To qualify for the visas, any immigrants already in the United States
illegally must first return to their home countries to complete
applications at American consulates.
The prospect of farmers assembling a new workforce scares Eleuterio
Salvador, 27, who immigrated into the country illegally from Mexico and
now works in fields throughout the Salinas Valley.
He believes thousands of people - both illegal immigrants and those
authorized to work in the country - could be hurt by the program.
"It's nothing more than another way to keep workers down and to control
them," said Salvador, who is married with two young children.
The proposal is now undergoing a 45-day public review during which
federal officials will take comments into consideration before they
determine whether the changes should go into effect before the summer
harvest.
The changes would reduce the red tape farmers now face, including
eliminating a requirement that farmers first go to state labor offices
repeatedly to prove that they're trying to recruit legal workers.
Laborers who are granted visas in their home countries can legally come
into the United States to work for less than a year.
Chertoff and Chao said a system would be created to make sure the
program isn't violated, including monitoring H-2A employers and meting
out steeper fines if the rules are broken.

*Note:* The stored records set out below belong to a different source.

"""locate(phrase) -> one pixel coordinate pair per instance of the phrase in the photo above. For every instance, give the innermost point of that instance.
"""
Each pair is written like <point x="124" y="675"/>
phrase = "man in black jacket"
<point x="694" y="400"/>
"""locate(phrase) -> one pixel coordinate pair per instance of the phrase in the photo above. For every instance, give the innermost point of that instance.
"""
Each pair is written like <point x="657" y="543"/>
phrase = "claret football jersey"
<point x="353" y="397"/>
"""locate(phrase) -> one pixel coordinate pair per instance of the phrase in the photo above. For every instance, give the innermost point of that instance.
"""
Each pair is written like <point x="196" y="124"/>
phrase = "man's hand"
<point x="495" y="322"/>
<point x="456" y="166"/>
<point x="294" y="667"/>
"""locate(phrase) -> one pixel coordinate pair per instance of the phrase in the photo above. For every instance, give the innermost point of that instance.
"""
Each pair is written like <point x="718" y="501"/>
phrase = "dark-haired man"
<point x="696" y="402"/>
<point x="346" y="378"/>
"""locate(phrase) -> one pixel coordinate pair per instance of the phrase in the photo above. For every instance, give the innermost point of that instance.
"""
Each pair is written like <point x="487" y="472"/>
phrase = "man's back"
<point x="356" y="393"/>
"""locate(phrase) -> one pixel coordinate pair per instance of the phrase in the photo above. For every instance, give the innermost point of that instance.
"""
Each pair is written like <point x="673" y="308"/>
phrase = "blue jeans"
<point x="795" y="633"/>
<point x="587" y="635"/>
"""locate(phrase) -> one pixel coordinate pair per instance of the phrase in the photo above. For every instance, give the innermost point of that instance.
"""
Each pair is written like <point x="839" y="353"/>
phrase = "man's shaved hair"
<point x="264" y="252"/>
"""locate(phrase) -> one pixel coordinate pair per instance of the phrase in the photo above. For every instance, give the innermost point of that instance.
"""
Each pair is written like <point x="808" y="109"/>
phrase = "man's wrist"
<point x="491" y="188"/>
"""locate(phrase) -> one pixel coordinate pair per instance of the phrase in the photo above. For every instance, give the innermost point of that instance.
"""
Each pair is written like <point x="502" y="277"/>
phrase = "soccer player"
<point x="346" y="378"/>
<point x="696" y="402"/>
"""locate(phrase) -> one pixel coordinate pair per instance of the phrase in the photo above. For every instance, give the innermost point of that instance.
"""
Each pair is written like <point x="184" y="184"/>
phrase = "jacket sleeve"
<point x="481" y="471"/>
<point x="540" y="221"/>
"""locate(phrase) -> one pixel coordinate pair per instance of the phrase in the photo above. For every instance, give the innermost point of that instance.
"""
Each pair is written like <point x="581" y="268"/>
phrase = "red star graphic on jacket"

But one of the biggest problems opponents have with the proposal is a
new wage formula for H-2A visa holders that opponents say doesn't
require farmers to pay minimum wage and instead uses a new, potentially
lower rate that would be set regionally.
Bruce Goldstein of Farmworker Justice in Washington, D.C., said he fears
the program could result in an overall decrease of wages for all
farmworkers.
And Jack King, who oversees national affairs for the California Farm
Bureau, said farmers also are wary.
King wonders whether the changes in the visa program also will account
for pre-harvest needs, which, depending on the crop, include brief
hiring spikes for the pruning and thinning of trees.
He also would like farmers to be able to share visa-holders, so workers
could jump from employer to employer - and harvest to harvest -
throughout a season.
Instead of tweaking the visa program, King said, Congress should
reconsider the agricultural guest-worker legislation that was a part of
the failed immigration package. That legislation would have created a
pathway toward citizenship for farmworkers already in the country.
But while Bob Dane of the Federation for American Immigration Reform,
which calls for tighter border enforcement and tougher immigration laws,
suggested the proposal was a step in the right direction. He cautioned
that progress in the fight against illegal immigration shouldn't come at
the cost of displacing American workers.
"We're going to keep an eye on this," Dane said.